La spesa farmaceutica convenzionata netta è calcolata sottraendo dalla spesa lorda i valori derivanti dal ticket, gli sconti obbligatori a carico del farmacista, gli extrasconti sconti derivanti dalle misure di ripiano e gli sconti previsti dai provvedimenti. A livello regionale la flessione maggiore della spesa farmaceutica convenzionata netta viene registrata in Sicilia (-6,9%) mentre la variazione positiva più elevata si rileva per la Lombardia (+4,3%).

A livello di consumi emerge un calo (-2,0%) nel numero di ricette, con andamenti diversi per regione che vanno dal Veneto (-8,6%) alla Campania (+1,5%).
Rispetto ai farmaci di fascia A, la spesa per la distribuzione diretta di questi vede un aumento del 29,7% complessivo, raggiungendo i 2,7 miliardi di euro. Dal punto di vista regionale, la variazione più elevata (48,9%) viene registrata per la Valle D’Aosta mentre la variazione più bassa viene registrata in Toscana (13,2%). In merito invece all’andamento dei consumi (DDD – Dosi Definite Giornaliere) di fascia A la variazione è pari all’8,3% per un valore di oltre 16,5 miliardi.
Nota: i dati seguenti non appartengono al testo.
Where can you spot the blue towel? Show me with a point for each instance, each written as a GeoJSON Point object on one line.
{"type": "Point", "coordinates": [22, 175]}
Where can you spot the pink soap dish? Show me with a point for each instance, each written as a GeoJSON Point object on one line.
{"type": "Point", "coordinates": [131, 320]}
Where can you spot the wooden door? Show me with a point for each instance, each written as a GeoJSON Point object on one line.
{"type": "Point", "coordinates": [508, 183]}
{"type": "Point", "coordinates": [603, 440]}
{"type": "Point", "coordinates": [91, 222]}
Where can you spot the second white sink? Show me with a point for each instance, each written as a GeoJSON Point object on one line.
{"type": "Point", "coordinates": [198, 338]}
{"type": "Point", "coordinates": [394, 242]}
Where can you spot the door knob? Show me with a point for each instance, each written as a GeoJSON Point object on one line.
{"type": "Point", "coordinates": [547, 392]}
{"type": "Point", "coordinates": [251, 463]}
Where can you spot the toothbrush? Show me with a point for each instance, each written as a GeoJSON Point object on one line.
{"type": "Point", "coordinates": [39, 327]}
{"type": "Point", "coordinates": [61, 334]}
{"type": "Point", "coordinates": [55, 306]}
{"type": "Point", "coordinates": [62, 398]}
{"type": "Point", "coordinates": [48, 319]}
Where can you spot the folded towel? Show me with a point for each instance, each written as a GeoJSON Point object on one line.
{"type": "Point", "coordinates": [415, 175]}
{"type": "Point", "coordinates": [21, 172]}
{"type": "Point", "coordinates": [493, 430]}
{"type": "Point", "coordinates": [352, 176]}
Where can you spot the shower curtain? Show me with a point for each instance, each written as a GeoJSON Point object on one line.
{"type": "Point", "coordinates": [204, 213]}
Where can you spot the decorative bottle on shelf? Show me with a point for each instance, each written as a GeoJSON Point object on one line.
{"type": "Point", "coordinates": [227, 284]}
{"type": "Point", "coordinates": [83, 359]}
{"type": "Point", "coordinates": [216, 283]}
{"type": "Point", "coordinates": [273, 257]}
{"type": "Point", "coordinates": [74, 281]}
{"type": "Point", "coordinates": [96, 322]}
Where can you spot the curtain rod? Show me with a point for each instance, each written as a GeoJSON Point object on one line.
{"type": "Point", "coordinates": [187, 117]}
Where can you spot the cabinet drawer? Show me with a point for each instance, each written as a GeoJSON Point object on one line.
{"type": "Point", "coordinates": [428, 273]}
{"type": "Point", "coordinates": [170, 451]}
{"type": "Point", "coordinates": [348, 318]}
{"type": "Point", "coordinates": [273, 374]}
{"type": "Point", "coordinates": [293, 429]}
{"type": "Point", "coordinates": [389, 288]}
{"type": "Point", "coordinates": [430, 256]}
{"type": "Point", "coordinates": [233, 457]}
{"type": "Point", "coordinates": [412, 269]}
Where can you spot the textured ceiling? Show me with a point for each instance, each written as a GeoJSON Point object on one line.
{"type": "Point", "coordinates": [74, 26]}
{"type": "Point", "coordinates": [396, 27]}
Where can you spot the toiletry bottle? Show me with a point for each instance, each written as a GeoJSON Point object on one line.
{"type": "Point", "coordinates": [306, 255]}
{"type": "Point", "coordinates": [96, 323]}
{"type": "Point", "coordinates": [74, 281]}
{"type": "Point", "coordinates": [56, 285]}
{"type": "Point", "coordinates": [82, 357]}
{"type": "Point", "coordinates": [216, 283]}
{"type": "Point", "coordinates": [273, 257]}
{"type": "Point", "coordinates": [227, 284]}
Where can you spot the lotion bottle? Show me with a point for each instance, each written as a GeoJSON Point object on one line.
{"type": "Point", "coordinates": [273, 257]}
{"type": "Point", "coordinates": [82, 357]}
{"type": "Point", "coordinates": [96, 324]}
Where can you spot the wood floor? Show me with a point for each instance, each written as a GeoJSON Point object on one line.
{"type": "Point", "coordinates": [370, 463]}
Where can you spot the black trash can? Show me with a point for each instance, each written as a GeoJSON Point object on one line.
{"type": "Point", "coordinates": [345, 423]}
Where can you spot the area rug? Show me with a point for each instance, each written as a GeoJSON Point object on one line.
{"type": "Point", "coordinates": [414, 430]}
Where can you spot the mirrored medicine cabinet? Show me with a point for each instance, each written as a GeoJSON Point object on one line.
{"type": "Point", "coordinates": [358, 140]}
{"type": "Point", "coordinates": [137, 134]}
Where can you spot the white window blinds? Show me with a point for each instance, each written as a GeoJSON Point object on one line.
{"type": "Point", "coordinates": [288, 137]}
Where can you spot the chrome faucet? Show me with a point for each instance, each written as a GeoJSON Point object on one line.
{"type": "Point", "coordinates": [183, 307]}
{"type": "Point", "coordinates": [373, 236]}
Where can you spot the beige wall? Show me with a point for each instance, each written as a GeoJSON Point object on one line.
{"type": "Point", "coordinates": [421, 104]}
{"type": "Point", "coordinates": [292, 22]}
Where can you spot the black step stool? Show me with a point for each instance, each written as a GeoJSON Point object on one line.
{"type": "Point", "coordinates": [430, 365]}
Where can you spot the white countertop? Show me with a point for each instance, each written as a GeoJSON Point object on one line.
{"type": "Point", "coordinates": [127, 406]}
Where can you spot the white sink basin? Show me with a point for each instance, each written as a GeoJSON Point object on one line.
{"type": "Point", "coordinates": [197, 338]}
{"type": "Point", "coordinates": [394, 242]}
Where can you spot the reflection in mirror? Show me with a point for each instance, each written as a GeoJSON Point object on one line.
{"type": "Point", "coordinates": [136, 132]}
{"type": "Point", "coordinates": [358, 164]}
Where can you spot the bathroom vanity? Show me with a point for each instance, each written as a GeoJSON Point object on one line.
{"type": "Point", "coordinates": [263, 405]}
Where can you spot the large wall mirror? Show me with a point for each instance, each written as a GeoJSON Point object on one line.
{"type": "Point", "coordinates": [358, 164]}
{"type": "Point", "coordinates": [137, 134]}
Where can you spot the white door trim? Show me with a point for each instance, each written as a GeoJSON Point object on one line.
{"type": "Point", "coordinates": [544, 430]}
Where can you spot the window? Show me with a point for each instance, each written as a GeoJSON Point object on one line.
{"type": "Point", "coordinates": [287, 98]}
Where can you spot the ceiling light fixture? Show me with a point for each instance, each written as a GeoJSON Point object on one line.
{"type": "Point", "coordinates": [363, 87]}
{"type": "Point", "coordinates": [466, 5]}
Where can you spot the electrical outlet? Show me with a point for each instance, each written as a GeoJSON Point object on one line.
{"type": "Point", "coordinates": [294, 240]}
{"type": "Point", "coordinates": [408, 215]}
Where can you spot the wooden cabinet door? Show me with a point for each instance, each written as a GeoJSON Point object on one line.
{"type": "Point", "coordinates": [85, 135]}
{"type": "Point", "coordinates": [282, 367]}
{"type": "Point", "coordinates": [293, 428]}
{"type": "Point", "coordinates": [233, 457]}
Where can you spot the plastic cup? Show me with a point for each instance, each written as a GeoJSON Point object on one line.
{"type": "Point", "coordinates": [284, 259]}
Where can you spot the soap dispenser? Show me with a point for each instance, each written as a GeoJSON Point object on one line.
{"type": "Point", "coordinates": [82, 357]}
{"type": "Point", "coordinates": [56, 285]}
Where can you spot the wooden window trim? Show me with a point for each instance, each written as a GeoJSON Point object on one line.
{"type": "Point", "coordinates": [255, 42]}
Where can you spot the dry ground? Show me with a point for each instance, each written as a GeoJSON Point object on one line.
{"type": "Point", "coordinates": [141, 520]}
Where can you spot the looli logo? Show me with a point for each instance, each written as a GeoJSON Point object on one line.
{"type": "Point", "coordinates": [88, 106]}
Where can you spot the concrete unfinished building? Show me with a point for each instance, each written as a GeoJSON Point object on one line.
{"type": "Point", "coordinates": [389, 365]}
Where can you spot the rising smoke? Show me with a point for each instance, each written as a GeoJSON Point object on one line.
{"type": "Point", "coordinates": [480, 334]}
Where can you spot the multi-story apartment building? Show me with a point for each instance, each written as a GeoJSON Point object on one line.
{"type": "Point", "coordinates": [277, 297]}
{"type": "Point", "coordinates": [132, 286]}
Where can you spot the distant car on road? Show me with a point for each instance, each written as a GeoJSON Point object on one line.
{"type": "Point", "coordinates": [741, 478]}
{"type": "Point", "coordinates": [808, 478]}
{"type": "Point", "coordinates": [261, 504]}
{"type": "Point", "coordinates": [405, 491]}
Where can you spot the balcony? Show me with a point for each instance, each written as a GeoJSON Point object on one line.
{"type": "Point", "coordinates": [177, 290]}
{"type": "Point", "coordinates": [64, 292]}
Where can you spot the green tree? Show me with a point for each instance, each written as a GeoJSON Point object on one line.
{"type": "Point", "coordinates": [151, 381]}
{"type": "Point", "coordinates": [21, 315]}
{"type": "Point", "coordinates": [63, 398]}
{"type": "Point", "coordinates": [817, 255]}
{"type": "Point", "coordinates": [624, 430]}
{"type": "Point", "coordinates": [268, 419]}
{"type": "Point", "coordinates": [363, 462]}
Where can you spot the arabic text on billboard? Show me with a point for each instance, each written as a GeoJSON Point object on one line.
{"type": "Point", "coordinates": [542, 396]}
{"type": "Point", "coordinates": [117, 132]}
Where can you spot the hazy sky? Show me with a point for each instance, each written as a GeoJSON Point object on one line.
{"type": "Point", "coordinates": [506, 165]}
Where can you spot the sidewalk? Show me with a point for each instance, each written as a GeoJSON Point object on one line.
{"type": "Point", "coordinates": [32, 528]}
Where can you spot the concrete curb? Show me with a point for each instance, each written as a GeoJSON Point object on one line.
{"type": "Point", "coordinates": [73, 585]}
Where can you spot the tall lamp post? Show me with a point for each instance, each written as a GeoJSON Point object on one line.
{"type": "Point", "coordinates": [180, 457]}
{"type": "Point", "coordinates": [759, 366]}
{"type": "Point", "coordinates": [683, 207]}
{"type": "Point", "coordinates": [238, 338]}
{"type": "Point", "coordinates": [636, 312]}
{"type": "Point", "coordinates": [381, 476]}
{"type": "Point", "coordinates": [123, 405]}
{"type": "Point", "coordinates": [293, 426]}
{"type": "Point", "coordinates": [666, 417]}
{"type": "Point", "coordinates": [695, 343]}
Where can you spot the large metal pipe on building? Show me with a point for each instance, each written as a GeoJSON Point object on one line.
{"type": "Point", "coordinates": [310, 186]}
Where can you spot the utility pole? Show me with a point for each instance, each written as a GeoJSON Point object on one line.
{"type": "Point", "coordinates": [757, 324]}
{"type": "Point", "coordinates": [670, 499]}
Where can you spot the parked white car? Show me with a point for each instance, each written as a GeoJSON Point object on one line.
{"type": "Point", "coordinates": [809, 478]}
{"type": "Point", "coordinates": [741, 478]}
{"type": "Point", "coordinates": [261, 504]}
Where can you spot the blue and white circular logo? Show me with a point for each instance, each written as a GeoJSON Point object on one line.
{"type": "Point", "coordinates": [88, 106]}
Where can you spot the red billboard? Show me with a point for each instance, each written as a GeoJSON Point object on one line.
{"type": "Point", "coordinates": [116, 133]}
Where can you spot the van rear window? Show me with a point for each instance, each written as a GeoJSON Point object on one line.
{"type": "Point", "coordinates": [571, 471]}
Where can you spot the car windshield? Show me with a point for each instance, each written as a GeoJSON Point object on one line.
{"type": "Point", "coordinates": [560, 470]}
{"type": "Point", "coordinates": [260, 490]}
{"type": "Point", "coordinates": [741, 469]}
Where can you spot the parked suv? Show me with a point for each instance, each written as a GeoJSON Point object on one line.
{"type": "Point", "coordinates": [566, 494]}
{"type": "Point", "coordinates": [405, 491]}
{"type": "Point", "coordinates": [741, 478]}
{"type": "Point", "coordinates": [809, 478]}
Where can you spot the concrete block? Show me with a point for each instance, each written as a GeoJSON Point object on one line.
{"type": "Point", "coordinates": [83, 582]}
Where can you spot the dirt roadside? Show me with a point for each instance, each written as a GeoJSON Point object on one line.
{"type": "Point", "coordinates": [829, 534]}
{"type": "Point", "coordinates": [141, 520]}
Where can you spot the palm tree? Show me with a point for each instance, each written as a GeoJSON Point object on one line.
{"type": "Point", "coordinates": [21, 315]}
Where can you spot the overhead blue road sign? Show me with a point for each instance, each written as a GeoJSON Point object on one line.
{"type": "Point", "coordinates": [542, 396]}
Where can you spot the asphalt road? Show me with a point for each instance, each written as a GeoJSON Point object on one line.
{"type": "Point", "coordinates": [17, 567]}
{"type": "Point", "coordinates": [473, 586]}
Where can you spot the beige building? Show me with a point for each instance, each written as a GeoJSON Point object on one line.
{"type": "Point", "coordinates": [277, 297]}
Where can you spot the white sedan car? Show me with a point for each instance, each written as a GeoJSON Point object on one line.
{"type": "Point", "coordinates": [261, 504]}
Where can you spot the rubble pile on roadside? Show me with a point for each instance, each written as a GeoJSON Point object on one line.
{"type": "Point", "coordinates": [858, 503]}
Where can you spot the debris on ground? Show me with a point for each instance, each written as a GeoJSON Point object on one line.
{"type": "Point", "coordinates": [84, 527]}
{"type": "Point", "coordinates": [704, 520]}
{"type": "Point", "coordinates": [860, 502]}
Anche per questo periodo, come già evidente nell’analisi relativa ai primi 7 mesi del 2015, si conferma lo sforamento del tetto di spesa farmaceutica stabilito dal Fondo Sanitario Nazionale sia per quella ospedaliera che territoriale.

Per quanto riguarda la spesa farmaceutica ospedaliera, questa sfonda il tetto programmato del 3,5% sul FSN attestandosi al 5,2%. Solo una regione risulta in linea con il tetto: la Pa di Trento con una percentuale del 3,4%.

Per quanto riguarda invece il tetto dell’11,35% stabilito per la spesa farmaceutica territoriale molte le regione che risultano sopra questo parametro. Solo 8 regioni riescono a rispettarlo (con valori che vanno dal 9,0% all’11,1%) mentre 13 regioni lo sforano con un picchi registrati per la regione Sardegna e la Puglia (rispettivamente al 14,6% e 14,2%).
In merito invece al valore della spesa relativa alle compartecipazioni a carico del cittadino questa supera il miliardo nel periodo Gennaio/Agosto 2015, con una variazione del 2,0% in rapporto allo stesso periodo dell’anno precedente. Solo tre regioni registrano una flessione (Molise, Piemonte e Sicilia); per tutte le altre regioni si registra un valore di crescita con variazioni differenti (percentuale più alta registrata per la Pa di Trento 39,8%).